Feds Announce Crackdown On Smuggling Groups

By Jude Joffe-Block
July 22, 2014

A federal effort to dismantle migrant smuggling organizations in Texas’ Rio Grande Valley has yielded 192 criminal arrests in the past month.

Those arrests were announced by Secretary of Homeland Security Jeh Johnson on Tuesday. They are part of an exercise known as "Operation Coyote."

Another part of the federal government’s plan to disrupt the flow of migrants smuggled through Texas is to follow the money.

When people in this country hire smugglers to bring their relatives from Central America or Mexico to the U.S., they must pay up.

A few years ago, those payments were mostly made through money transfers like Western Union.

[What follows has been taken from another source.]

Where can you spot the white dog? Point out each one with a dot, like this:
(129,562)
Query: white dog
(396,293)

But Agent Scott Brown of ICE’s Homeland Security Investigation team in Phoenix said that’s changing.

Now he said, smuggling groups usually have clients make anonymous deposits into a bank account from wherever they are in the U.S. Brown calls these interstate funnel accounts, and said his agency has learned how to identify accounts being used for this purpose.

"From there, we can look at where the payouts are going and identify the criminal investigation," Brown said. "So instead of organizations leading us to the money, now their own dirty money is leading us back to identifying the organization."

After working these investigations in Arizona for several years, Brown is now headed to Washington, D.C. to work on this issue on a national scale.